Question to Ask the Workplace Doctors about talking about a coworker’s mistake:
I am starting week four at a job. One of my co-workers said to others in my new dept. that the email I sent out was wrong. I went to her when I learned of my mistake and asked her how I can help her. She smiled at me and said nothing its okay. I overheard her telling everyone that the email that “she” sent out was wrong. How do I handle this situation? I want to confront her and tell her that her actions hurt me and demeaned me in front of my new depart. But am unsure of the words to use. Please help.
Signed, Time Has Passed But It Still Hurts
Dear Time Has Passed But It Still Hurts:
If time has passed,don’t make an issue of this.
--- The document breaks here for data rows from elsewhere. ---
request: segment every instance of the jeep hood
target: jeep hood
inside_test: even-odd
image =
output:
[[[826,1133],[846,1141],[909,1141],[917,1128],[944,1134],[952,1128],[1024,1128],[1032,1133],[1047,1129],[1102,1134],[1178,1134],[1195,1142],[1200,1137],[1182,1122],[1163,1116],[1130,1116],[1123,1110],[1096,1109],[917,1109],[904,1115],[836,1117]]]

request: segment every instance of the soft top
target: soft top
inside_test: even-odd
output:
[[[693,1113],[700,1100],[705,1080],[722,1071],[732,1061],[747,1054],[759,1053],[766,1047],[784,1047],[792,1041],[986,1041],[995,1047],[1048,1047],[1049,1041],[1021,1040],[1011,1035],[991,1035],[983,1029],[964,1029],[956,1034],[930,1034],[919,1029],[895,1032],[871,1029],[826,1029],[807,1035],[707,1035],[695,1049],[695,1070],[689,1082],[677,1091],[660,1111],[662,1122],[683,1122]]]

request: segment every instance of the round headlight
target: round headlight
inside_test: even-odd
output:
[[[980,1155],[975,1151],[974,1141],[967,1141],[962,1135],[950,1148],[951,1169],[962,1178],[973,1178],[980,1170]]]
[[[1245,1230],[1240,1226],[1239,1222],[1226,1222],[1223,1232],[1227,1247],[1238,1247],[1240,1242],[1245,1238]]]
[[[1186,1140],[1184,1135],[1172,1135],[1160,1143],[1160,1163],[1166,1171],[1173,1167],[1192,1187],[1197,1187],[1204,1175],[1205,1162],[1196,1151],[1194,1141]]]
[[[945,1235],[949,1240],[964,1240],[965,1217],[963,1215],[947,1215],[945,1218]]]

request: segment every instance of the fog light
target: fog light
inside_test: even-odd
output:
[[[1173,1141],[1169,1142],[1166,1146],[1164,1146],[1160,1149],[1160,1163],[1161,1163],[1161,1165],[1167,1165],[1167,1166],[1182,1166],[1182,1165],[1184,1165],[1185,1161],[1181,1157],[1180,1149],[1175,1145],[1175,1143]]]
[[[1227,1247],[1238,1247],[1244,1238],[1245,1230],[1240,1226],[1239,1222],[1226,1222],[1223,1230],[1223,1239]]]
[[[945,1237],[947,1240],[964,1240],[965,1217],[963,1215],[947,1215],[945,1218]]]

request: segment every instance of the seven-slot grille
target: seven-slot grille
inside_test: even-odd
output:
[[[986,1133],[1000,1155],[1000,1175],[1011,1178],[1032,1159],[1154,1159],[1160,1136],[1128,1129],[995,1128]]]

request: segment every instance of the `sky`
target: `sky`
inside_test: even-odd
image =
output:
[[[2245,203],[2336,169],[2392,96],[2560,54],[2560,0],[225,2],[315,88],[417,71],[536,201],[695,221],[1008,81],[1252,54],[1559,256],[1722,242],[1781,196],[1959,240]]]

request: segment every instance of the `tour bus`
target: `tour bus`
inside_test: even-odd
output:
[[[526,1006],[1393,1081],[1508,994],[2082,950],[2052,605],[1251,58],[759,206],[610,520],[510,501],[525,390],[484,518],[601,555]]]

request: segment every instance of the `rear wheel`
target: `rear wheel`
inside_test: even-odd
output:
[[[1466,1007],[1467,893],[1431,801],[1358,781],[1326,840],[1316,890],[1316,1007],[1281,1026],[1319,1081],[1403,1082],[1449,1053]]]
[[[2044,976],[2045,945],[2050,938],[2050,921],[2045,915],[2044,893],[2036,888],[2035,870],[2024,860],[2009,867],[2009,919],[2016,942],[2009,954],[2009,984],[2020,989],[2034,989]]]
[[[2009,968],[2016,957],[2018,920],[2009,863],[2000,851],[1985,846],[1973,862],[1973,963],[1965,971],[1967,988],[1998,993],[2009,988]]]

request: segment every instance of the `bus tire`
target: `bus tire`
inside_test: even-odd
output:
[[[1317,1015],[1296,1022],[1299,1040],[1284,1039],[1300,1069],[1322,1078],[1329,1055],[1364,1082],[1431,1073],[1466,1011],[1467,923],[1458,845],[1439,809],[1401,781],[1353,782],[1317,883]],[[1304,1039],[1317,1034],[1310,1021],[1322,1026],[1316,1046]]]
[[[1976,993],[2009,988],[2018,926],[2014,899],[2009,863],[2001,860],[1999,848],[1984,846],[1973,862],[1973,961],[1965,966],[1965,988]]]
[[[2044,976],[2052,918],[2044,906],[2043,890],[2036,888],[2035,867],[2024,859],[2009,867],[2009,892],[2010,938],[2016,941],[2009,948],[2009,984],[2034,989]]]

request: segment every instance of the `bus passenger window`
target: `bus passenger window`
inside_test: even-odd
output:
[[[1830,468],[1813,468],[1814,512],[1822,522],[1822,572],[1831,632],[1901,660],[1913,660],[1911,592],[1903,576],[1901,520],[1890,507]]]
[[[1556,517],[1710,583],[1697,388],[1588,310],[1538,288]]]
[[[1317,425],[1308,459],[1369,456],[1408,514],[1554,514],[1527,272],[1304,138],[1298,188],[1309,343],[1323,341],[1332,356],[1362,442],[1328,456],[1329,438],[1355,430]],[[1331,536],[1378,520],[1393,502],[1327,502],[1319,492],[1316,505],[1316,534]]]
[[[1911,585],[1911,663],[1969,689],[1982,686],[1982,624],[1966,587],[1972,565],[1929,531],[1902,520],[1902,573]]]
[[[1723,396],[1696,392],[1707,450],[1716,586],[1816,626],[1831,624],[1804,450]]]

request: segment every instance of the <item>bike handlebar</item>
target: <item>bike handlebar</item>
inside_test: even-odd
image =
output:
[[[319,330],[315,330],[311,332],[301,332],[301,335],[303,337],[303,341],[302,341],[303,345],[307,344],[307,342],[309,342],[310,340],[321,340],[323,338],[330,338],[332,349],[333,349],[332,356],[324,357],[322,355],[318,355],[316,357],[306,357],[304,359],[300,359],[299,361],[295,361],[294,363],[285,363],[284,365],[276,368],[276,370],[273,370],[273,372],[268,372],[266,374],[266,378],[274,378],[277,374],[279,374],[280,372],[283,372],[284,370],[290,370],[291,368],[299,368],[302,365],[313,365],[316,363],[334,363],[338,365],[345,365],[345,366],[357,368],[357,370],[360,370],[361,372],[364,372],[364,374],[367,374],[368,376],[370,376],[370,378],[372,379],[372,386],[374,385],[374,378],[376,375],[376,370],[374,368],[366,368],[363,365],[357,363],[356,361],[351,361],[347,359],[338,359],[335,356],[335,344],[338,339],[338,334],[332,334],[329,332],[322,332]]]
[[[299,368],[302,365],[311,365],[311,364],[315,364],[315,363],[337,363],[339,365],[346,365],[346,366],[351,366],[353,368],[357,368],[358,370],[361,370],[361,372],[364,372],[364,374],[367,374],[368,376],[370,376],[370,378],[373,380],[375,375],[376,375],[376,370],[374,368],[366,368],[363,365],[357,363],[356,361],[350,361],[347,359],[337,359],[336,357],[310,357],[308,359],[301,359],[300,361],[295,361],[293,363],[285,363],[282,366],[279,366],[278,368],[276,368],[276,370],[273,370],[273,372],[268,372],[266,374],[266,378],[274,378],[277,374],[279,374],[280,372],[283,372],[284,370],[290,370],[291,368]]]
You are new and have learned from your mistake. Being new, you probably will make other mistakes. Rather be responsible, friendly and supportive of your coworkers. Unfortunately, we sometimes talk too much, and there is a tendency even of “good” people to talk about what was wrong rather than what was right.
Hopefully, what you overheard will not continue. If it does, you can tell you coworker, “Jane, I very much appreciated you bringing that email mistake to my attention. I value your understanding, saying that it was “nothing “, and if you see any others, please speak to me rather than others about them. I’m sure you can understand that that is the right thing to do.” If you are dead sure you overheard her pointing up your mistake(s) again, then you can confront her, saying, “I hope I misheard. I don’t want my mistake to be a subject of gossip. Can I count on you not to do that?” Don’t accuse her. Be brief.
If she says you misheard. Don’t argue. Simply say,” I’m glad of that.” The reason you felt hurt was that you want to be in good standing in the eyes of coworkers. So does you coworker. Allow her to save face and put this behind her and you. Focus on doing your job and learning from coworkers. Think team. Act team. Working together with hands, head, and heart takes and makes big WEGOS, and that what you want for your coworkers and your self.